Morgan Stanley shares key insights with Investing.com
Investing.com-Tesla (NASDAQ 🙂 is scheduled to report its fourth-quarter financial results on Jan. 29 after the market closes at the bell.
Morgan Stanley (NYSE 🙂 Analysts believe expectations are on the side of quarterly gross auto margin, excluding regulatory credits, in the 15% range. They also expect Tesla’s free cash flow (FCF) to benefit from inventory cuts in the fourth quarter.
“More attention will be paid to outlook commentary, including a repeat (or not) of the 20-30% FY24 growth target, model y ‘juniper’ ramps, FSD rate of change, AI infrastructure expansion, cybercab deployment targets, Optimus Milestones and a potential deep diving ‘AI day,’ analysts led by Adam Jonas said in a note on Friday.
Tesla’s potential challenges include opposition to electric vehicle (EV) incentives, which could affect volume growth expectations for fiscal 2025. Morgan Stanley notes that expectations for purchases are now closer to a 10% growth rate rather than 20%, citing increased competition in China, slowing CyberTruck volumes and the possibility of the removal of EV tax incentives.

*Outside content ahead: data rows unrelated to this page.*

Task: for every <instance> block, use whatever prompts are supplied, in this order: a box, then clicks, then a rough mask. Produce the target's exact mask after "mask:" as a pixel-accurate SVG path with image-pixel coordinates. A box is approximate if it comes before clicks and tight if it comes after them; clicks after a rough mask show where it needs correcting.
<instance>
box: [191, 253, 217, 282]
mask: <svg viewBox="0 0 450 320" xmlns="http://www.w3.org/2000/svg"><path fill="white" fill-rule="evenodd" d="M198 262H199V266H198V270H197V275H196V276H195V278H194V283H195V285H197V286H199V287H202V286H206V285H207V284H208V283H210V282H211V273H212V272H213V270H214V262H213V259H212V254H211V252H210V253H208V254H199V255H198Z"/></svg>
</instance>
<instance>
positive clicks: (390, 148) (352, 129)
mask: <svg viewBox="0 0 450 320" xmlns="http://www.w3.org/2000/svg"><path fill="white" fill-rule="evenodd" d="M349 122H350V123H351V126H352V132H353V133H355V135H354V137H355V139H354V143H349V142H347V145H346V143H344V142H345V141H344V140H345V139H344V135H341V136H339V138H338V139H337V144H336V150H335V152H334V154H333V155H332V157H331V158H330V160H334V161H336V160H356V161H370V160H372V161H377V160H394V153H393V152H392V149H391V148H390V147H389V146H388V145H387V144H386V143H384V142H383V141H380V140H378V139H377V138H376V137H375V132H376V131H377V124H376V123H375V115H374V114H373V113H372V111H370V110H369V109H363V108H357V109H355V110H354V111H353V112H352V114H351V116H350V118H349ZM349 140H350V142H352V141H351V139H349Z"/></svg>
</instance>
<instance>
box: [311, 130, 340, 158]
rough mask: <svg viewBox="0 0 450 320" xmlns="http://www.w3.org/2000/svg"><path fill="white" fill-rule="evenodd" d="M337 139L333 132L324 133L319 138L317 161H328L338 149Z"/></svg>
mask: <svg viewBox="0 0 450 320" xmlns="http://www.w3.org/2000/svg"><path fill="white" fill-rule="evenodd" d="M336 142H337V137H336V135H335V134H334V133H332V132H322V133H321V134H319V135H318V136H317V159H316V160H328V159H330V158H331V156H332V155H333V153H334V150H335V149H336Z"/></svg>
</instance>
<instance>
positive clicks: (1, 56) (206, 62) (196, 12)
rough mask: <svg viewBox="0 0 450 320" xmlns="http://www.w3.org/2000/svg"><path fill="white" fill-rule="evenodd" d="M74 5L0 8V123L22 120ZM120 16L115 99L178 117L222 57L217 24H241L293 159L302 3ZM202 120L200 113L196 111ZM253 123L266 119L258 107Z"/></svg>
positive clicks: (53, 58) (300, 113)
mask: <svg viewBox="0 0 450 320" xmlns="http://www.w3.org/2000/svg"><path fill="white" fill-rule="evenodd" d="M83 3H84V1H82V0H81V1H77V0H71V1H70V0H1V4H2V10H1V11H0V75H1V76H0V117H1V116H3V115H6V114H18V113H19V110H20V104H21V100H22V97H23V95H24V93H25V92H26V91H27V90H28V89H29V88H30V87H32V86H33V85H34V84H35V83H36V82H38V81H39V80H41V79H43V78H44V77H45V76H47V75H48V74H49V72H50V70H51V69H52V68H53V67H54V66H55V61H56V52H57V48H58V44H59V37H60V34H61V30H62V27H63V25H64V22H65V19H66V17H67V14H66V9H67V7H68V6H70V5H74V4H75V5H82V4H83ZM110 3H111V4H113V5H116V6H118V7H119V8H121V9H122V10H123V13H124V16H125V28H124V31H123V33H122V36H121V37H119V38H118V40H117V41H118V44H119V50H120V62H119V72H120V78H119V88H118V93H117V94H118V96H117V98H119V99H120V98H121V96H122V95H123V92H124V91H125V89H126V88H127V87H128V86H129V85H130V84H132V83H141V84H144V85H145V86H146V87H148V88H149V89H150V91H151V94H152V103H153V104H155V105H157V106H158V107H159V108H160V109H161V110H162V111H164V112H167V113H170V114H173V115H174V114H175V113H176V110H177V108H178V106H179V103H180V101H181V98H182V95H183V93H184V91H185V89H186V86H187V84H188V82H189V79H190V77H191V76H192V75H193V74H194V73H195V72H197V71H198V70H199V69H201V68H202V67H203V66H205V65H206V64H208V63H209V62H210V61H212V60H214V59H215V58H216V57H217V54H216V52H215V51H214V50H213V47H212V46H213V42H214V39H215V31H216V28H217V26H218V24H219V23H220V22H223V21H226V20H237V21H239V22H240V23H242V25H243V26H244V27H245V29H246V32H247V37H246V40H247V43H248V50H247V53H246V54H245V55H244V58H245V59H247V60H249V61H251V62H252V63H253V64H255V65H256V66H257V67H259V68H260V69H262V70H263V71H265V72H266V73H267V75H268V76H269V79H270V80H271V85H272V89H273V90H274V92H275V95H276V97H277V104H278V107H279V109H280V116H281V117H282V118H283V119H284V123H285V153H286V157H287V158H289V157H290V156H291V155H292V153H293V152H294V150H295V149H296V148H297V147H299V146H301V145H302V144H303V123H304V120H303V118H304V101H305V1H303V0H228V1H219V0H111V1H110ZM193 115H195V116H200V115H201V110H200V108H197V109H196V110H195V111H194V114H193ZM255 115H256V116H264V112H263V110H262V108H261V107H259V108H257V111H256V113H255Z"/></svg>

As a result, the company has lowered its forecast for Battery Electric Vehicle (BEV) market penetration in fiscal year 2025 to 8.5% from 9% previously.
The bank also addressed growing interest in humanoid robots, acknowledging an influx of client inquiries after NVIDIA (NASDAQ:) CEO Jensen Huang at the Consumer Electronics Show earlier this month.
While Morgan Stanley considers Tesla an ’embodied AI ETF’ due to its strategic positioning in AI robotics, it currently assigns no value to Tesla for Embodied AI in its $430 target or $800 range.
In the note, analysts also emphasized the importance of data collection across various form factors, including Tesla’s vehicle fleet and AI infrastructure. They believe that as Tesla expands its data collection capabilities, the narrative surrounding the company and the type of investors interested in the stock will evolve significantly.
Finally, the company touched on the potential impact of Trump administration policies on the EV industry, comparing it to the historic Monroe Doctrine. The use of tariffs and other measures could accelerate the deployment of AI technology and create a more secure supply chain.
“Just as the Monroe Doctrine was US policy in opposition to European colonization in the W. Hemisphere, we expect to see the Trump administration’s EV and AV policies encourage new domestic supply of critical technologies and the accompanying manufacturing and supply base,” the analysts said.
“Tesla’s role in helping” fill the “next-gen manufacturing and supply chain gap will be an increasingly consequential driver of growth and shareholder value, in our view,” they concluded.